Final answer:
Calculating the [OH-], [H3O+], pH, and pOH for solutions of the strong bases Ba(OH)2, KOH, and Ca(OH)2 involves using their molarities, understanding the stoichiometry of hydroxide production for each compound, and applying the relationships between [OH-] and [H3O+], as well as pH and pOH calculations.
Step-by-step explanation:
The subject matter involves calculating the concentration of hydroxide ions ([OH-]), hydronium ions ([H3O+]), pH, and pOH in solutions of strong bases, which are Ba(OH)2, KOH, and Ca(OH)2. These calculations are essential for understanding the chemical properties of these solutions.

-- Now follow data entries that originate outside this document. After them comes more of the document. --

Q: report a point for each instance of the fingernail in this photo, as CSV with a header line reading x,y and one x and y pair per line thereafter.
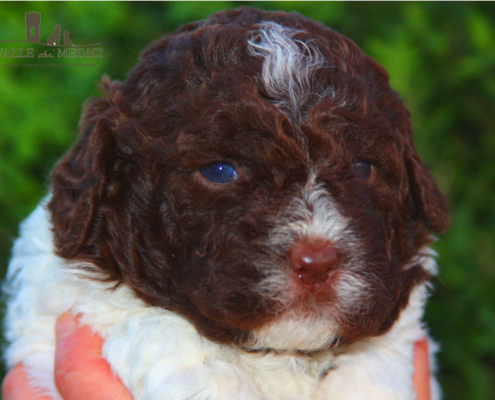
x,y
66,325
422,344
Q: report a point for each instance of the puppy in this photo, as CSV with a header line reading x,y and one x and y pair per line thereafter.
x,y
245,217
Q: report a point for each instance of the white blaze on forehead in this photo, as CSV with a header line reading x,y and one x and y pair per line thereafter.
x,y
288,64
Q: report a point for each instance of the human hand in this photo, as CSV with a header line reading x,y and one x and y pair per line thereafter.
x,y
81,373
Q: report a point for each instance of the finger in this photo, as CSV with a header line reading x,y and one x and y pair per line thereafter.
x,y
421,377
81,372
16,386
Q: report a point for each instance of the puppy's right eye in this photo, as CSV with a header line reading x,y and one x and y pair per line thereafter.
x,y
219,173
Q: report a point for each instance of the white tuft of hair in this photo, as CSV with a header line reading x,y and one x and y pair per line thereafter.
x,y
288,64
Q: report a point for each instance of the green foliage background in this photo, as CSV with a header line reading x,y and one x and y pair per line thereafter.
x,y
441,58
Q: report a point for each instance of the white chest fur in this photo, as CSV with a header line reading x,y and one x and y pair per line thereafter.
x,y
160,355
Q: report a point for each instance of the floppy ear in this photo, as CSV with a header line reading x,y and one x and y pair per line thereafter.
x,y
79,179
424,195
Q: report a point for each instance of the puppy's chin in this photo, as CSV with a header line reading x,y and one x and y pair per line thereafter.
x,y
295,332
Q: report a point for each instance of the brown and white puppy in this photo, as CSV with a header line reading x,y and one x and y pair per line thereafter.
x,y
245,217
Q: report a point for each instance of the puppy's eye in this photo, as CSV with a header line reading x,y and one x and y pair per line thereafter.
x,y
219,173
361,170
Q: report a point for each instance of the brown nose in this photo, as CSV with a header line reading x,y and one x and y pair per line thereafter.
x,y
313,261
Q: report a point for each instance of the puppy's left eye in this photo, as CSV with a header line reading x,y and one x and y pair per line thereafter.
x,y
219,173
361,170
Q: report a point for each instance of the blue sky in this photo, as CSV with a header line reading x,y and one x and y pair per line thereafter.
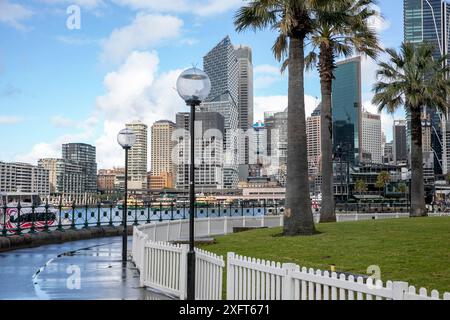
x,y
62,85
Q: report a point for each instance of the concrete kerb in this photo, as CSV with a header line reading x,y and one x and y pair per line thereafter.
x,y
42,238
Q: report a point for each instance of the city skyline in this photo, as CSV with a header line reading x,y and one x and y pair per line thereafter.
x,y
78,86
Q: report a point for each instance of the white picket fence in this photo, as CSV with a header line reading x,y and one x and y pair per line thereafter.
x,y
254,279
163,266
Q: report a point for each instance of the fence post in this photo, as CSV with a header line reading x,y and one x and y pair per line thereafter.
x,y
399,288
183,271
287,282
225,225
143,263
230,277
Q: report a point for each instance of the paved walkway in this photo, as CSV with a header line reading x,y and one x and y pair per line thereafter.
x,y
81,270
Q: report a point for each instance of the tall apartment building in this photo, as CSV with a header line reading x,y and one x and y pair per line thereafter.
x,y
137,157
110,180
372,140
428,21
67,178
209,132
347,105
24,177
314,144
400,151
163,167
276,123
258,150
245,99
222,66
85,156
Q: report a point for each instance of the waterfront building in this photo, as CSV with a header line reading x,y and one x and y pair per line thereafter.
x,y
85,156
137,157
372,140
163,167
24,177
346,112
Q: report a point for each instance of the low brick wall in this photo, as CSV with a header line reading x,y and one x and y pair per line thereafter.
x,y
54,237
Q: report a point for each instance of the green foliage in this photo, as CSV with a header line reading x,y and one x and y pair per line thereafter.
x,y
412,78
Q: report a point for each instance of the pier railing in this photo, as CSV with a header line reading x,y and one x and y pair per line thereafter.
x,y
22,218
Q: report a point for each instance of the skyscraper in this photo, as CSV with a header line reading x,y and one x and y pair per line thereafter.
x,y
209,128
161,152
85,156
347,103
137,157
372,142
245,99
428,21
313,133
400,152
221,65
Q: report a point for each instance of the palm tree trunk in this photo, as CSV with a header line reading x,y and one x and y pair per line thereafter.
x,y
327,212
298,218
417,186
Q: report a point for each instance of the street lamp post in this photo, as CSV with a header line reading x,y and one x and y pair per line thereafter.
x,y
193,86
126,139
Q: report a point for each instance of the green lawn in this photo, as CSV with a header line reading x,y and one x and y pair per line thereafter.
x,y
414,250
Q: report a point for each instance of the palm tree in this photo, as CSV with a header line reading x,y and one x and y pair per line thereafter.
x,y
293,21
341,28
414,79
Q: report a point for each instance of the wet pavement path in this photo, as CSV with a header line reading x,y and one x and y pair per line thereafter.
x,y
80,270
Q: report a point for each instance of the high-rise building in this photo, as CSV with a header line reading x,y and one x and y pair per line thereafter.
x,y
276,124
258,150
137,157
208,148
67,178
313,133
347,104
400,152
85,156
111,180
428,21
372,141
24,177
388,153
245,99
163,167
221,65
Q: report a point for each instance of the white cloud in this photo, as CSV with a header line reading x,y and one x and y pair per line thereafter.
x,y
134,92
279,103
267,69
387,120
146,31
86,4
379,23
14,14
53,149
196,7
10,119
266,75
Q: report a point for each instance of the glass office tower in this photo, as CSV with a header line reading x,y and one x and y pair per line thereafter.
x,y
427,21
347,109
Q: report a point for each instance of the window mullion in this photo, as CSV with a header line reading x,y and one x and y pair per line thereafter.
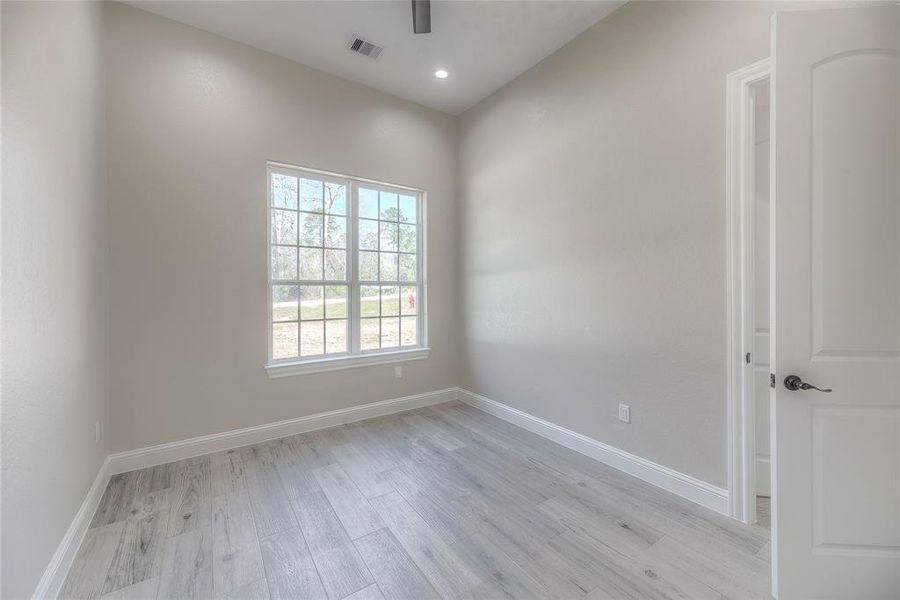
x,y
352,267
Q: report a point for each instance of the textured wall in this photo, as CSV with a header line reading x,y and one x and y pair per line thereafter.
x,y
192,120
55,308
594,231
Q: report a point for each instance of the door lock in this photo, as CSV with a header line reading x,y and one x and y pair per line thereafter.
x,y
794,383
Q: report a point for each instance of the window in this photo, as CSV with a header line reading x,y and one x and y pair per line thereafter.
x,y
345,272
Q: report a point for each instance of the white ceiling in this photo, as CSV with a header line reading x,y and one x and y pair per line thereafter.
x,y
483,44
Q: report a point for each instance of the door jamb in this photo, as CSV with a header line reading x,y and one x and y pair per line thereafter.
x,y
740,278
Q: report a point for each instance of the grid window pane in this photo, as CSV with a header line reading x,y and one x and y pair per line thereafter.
x,y
284,262
335,199
284,191
312,302
368,234
312,338
284,227
369,334
335,265
310,229
408,333
311,195
407,238
369,301
335,232
336,337
368,203
408,267
368,266
310,263
388,204
389,235
310,220
284,302
390,332
388,266
407,209
335,301
408,300
390,301
284,340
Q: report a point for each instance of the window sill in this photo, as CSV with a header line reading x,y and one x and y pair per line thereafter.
x,y
344,362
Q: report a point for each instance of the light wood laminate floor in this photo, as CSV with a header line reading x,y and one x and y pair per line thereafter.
x,y
442,502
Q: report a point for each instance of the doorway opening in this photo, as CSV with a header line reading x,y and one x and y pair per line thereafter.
x,y
748,168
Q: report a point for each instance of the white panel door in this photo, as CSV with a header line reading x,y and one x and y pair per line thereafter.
x,y
836,303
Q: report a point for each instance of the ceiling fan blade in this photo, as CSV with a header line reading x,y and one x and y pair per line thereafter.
x,y
421,16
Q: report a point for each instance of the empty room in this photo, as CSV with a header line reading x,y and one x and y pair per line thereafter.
x,y
449,299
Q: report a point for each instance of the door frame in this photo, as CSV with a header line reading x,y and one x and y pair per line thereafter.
x,y
740,277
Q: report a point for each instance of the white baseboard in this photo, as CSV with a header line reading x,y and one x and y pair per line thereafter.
x,y
701,492
142,458
55,574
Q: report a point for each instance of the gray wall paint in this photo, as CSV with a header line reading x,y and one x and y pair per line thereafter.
x,y
55,309
593,248
192,120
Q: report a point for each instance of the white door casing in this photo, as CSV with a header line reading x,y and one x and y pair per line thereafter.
x,y
836,303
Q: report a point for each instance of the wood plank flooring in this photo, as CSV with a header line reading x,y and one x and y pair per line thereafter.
x,y
442,502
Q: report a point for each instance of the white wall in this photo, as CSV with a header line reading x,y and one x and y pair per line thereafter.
x,y
594,231
193,118
55,308
761,285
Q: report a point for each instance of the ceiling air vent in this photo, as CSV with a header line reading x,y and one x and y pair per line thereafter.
x,y
366,48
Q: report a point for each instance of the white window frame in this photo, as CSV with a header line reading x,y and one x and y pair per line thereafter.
x,y
356,357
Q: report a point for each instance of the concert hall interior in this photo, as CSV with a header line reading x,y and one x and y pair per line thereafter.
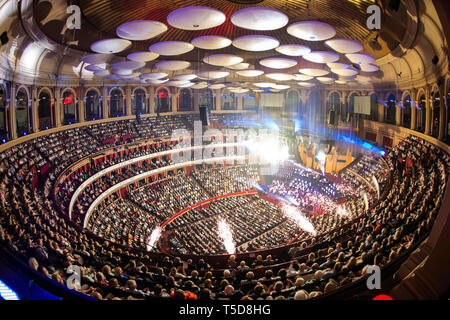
x,y
224,149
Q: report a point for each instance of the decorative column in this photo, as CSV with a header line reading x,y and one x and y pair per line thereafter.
x,y
81,105
427,112
58,107
128,100
105,103
218,99
398,115
174,101
240,97
413,93
442,118
152,100
12,112
381,112
34,109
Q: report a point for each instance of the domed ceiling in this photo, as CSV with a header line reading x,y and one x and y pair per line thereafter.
x,y
241,40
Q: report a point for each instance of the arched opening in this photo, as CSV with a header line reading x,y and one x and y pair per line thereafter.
x,y
249,101
407,112
391,109
116,104
447,104
420,119
92,105
373,107
207,99
69,106
185,100
229,100
3,115
314,105
334,108
163,101
301,113
435,113
23,115
292,101
45,111
351,102
139,102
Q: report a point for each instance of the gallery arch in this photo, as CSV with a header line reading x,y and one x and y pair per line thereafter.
x,y
116,103
45,111
163,101
23,113
139,102
406,111
185,100
391,109
92,105
3,114
69,108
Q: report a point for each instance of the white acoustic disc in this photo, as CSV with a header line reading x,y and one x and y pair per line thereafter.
x,y
240,66
122,72
314,72
141,30
280,87
130,65
360,58
280,76
294,50
321,57
326,80
153,75
174,83
200,85
97,58
102,73
196,18
171,48
337,65
250,73
302,77
259,18
185,77
347,72
278,63
363,79
211,42
172,65
143,56
153,81
264,84
211,75
112,77
369,67
344,45
256,43
95,67
222,60
306,84
216,86
311,30
110,45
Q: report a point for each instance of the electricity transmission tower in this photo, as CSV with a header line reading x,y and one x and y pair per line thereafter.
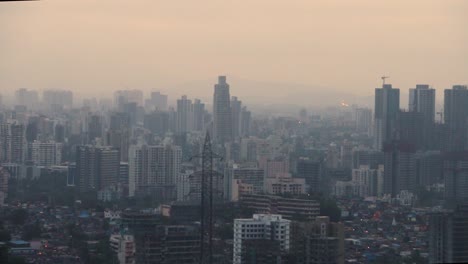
x,y
206,206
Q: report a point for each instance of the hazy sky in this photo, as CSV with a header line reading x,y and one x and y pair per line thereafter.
x,y
97,46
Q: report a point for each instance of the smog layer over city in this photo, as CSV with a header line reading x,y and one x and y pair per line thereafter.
x,y
233,132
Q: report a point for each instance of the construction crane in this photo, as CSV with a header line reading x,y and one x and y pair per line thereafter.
x,y
383,79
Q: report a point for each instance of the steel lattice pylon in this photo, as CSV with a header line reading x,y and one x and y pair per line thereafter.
x,y
206,206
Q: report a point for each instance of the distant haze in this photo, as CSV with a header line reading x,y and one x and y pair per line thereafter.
x,y
305,52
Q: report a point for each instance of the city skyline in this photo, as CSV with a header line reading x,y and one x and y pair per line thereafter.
x,y
305,53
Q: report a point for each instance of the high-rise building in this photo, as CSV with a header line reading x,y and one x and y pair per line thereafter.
x,y
456,117
285,184
422,100
4,175
253,176
245,123
410,128
320,241
198,115
96,167
157,101
222,119
387,106
236,112
123,97
311,171
290,208
61,98
262,228
152,167
429,168
46,153
278,165
400,168
184,115
124,246
157,122
448,236
369,182
371,158
169,244
364,120
12,143
28,98
455,173
95,127
118,135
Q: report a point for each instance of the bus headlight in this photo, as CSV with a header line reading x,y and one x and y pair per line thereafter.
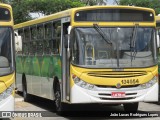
x,y
82,83
6,93
149,83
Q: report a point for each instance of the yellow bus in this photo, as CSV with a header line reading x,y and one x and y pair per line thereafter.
x,y
158,38
95,54
7,62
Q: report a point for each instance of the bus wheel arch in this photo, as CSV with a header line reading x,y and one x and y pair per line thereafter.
x,y
24,87
57,95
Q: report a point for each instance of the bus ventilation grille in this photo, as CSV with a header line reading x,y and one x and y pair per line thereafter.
x,y
117,74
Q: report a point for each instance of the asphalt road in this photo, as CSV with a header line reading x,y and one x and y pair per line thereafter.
x,y
147,111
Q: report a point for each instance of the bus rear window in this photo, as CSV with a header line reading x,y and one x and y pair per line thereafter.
x,y
114,15
5,14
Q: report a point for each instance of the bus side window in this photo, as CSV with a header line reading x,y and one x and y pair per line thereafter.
x,y
26,41
26,34
39,49
25,48
33,33
56,37
46,47
40,32
48,31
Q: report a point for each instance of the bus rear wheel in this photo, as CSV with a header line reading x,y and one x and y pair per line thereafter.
x,y
58,103
131,107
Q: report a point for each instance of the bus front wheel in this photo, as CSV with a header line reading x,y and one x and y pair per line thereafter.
x,y
131,107
24,87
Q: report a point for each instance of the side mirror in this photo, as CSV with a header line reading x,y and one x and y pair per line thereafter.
x,y
18,42
158,41
66,41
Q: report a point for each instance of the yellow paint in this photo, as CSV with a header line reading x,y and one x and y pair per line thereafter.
x,y
6,81
82,73
158,18
7,23
71,13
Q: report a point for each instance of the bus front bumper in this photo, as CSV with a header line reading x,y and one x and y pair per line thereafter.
x,y
103,95
7,104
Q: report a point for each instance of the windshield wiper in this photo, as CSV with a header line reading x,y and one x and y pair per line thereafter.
x,y
103,35
133,42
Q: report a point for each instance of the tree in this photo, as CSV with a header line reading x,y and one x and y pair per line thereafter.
x,y
23,8
94,2
154,4
47,7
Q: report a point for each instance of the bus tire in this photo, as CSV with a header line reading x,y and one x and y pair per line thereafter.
x,y
58,103
131,107
24,88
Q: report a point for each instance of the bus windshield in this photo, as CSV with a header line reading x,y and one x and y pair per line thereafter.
x,y
90,50
5,50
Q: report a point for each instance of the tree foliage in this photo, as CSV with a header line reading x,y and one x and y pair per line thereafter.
x,y
23,8
154,4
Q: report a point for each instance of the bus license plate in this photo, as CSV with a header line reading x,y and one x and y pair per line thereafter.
x,y
118,94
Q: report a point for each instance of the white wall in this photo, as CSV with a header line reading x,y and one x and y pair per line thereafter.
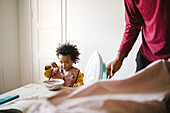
x,y
9,46
99,25
25,41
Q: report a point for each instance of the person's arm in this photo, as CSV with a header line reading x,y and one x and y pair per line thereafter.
x,y
79,81
134,21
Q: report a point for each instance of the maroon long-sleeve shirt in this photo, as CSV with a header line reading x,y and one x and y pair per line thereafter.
x,y
152,17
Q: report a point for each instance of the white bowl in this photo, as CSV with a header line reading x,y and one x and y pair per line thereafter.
x,y
53,84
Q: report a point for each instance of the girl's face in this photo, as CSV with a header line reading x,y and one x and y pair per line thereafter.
x,y
65,61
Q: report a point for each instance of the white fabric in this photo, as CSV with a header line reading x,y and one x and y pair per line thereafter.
x,y
148,91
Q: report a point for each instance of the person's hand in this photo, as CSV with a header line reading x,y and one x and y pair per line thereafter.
x,y
115,65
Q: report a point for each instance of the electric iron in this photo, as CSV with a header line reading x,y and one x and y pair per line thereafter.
x,y
95,69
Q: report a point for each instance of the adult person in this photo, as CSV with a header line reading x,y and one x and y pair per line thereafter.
x,y
152,17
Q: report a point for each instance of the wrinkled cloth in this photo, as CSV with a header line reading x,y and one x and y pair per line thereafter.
x,y
148,91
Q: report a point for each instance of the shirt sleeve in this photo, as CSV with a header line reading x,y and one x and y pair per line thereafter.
x,y
134,21
79,81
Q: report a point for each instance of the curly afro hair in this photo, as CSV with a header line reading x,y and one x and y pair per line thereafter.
x,y
68,49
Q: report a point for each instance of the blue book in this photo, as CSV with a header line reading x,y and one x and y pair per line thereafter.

For Ba(OH)2 and Ca(OH)2, remember that these bases provide two moles of OH- per mole of compound as they are both dihydroxide compounds.
- Ba(OH)2 1.13×10−2 M: Since Ba(OH)2 produces two moles of OH- for every mole of compound dissolved, the [OH-] = 2 × (1.13×10−2 M) and we proceed with further calculations from there.
- KOH 1.8×10−4 M: KOH produces one mole of OH- per mole of compound, so [OH-] is the same as the molarity of the solution.
- Ca(OH)2 5.3×10−4 M: Similar to Ba(OH)2, two moles of OH- are produced per mole of Ca(OH)2, so the [OH-] = 2 × (5.3×10−4 M).
Once [OH-] is known, we use Kw = [H3O+] × [OH-] to find [H3O+], where Kw = 1×10−14 at 25°C. We then calculate the pOH by taking the negative logarithm of [OH-] and determine the pH by subtracting the pOH from 14.